Se a candidatura de Tebet for capaz de reunir mais competência e inteligência em torno de si, ela poderá agregar votos de indecisos e de um possível derretimento maior de Bolsonaro. Mas para isto terá que escolher Bolsonaro como alvo a ser derrubado, o que parece difícil por conta da desinteligência que a cerca. Essa candidatura teria que dimensionar também claramente seus objetivos. Deveria considerar como objetivo e como êxito alcançar uma votação de dois dígitos. O que viesse acima disso seria lucro.

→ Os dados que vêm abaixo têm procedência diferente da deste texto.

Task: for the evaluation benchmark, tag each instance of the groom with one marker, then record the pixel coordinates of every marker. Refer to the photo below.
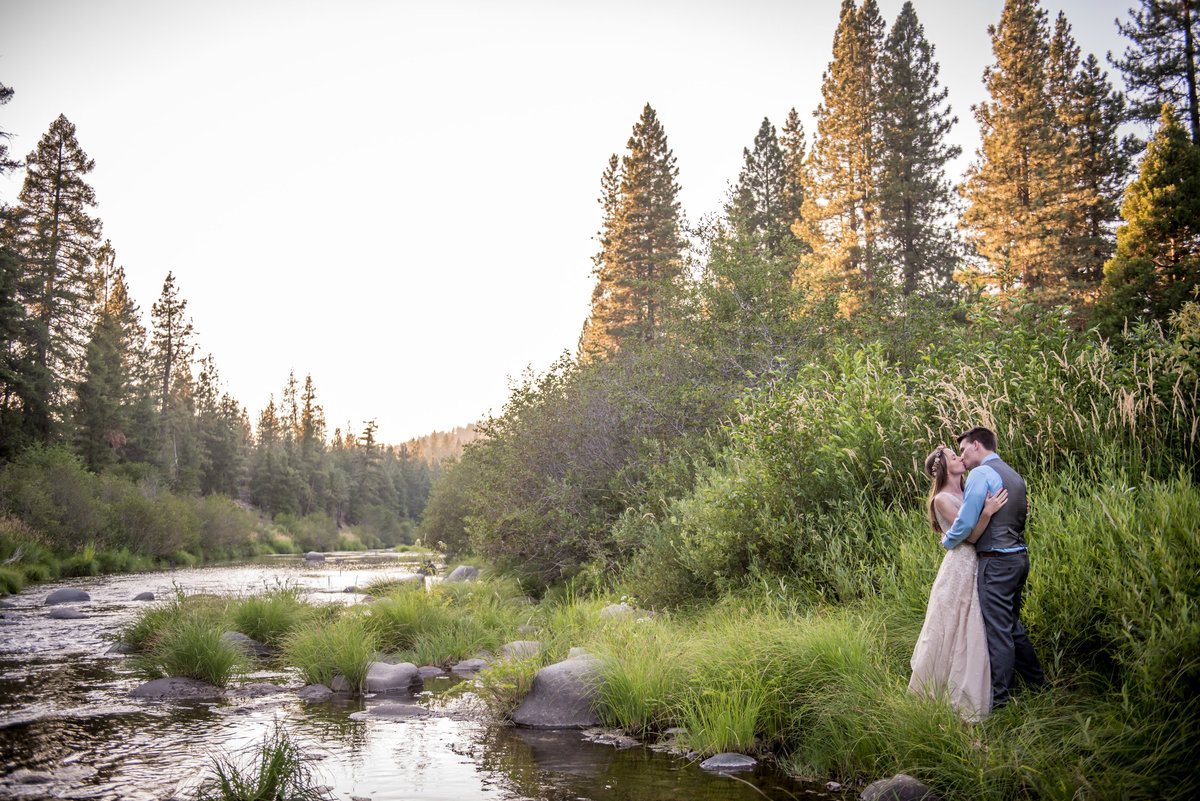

Mesmo considerando a posição privilegiada e confortável que a pesquisa Datafolha confere a Lula, é preciso levar em conta o fato de que o bolsonarismo agora volta suas baterias contra a campanha lulista. Isto porque a ameaça imediata a Bolsonaro, ao menos num primeiro momento, não é mais o possível crescimento de uma candidatura de centro, mas a vitória de Lula no primeiro turno. A artilharia robótica bolsonarista já direcionou seus ataques para frear esta possibilidade. O jogo será pesado e cruento. A campanha lulista deveria aprimorar sua estratégia digital para enfrentar a fábrica de mentiras e para assentar contra-ataques certeiros nas muralhas fendidas de Bolsonaro.

Aldo Fornazieri – Professor da Escola de Sociologia e Política e autor de Liderança e Poder.